Income Tax Eligibility
Not everyone is eligible to pay income tax. There are strict slabs based on people’s incomes which determines if they need to pay any income tax and how much they must pay. IF your income is lower than the minimum eligibility amount then you are exempted from paying any income tax. The minimum taxable income varies from year to year. Currently the minimum annual income needs to be over nine thousand dollars for a person to be eligible for paying income tax.

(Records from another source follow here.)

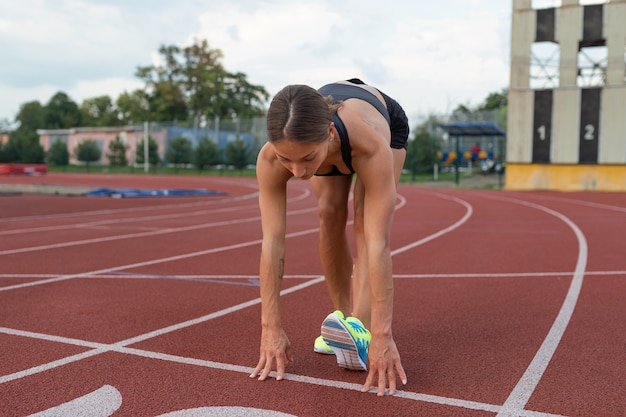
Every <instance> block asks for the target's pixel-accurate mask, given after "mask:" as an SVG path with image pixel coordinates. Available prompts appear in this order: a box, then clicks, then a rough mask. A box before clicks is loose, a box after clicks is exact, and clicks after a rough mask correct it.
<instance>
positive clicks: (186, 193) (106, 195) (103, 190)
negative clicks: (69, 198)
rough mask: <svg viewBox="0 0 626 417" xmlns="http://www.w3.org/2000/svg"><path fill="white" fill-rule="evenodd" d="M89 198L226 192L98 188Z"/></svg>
mask: <svg viewBox="0 0 626 417" xmlns="http://www.w3.org/2000/svg"><path fill="white" fill-rule="evenodd" d="M85 195H86V196H88V197H112V198H138V197H203V196H214V195H226V193H224V192H220V191H211V190H181V189H166V190H142V189H138V188H96V189H95V190H91V191H88V192H86V193H85Z"/></svg>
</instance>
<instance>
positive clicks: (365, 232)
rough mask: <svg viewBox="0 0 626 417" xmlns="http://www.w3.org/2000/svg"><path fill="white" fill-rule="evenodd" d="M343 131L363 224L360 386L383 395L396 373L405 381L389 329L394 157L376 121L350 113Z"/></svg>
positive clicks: (389, 388) (391, 278)
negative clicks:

Some states levy additional taxes on income also and these are different in each state. However, this amount is very minimal.
Income Tax rates
The United States follows a system of progressive rates for calculating your rate of taxation. This will mean that the higher your income is, the more taxes you will have to pay. Thus, for instance, people who earn between $ 9000 to $30000 annually will need to pay 5 % income tax while those earning between $30000 and $ 50000 will need to pay 8% and so on. However, the tax rates are not applied uniformly on the total income amount, rather the net taxable income is divided into several smaller units and the specific tax rates for those units are applied.
There are several options for tax deductions also, as in the profits that you get from certain specific investments like those made in government bonds and so on. Also certain deductions are levied on educational and housing loans. Thus, it is important that you add up all your tax deduction options and then subtract the amount from your annual gross income. The amount that you get after this will be your annual net taxable income.
Inaccuracies and Causes
Generally, inaccuracies arise during the calculation of the annual gross income as a lot of people unwittingly leave out one or two sources of income. Some people have several investments and stock options, and are unsure which ones qualify under tax deductions. Thus, as a result there are inaccuracies in the calculation of the annual net income. Consequently, the tax slabs that are applied are also inaccurate.
It is crucial that you keep strict accounts of all your incomes and sources of income. In addition to this, you should keep a note of all the recent changes made in the tax rates. IF you feel that you are overwhelmed by all the calculation that is involved in calculating income taxes, then you can consider hiring the services of a professional tax advisor. You may also use an online Income Tax Return Calculator to calculate your tax returns.
It is essential that you should maintain strict accuracy in the amounts that you are filing in your tax returns. Hopefully, the information mentioned in this article will have helped you.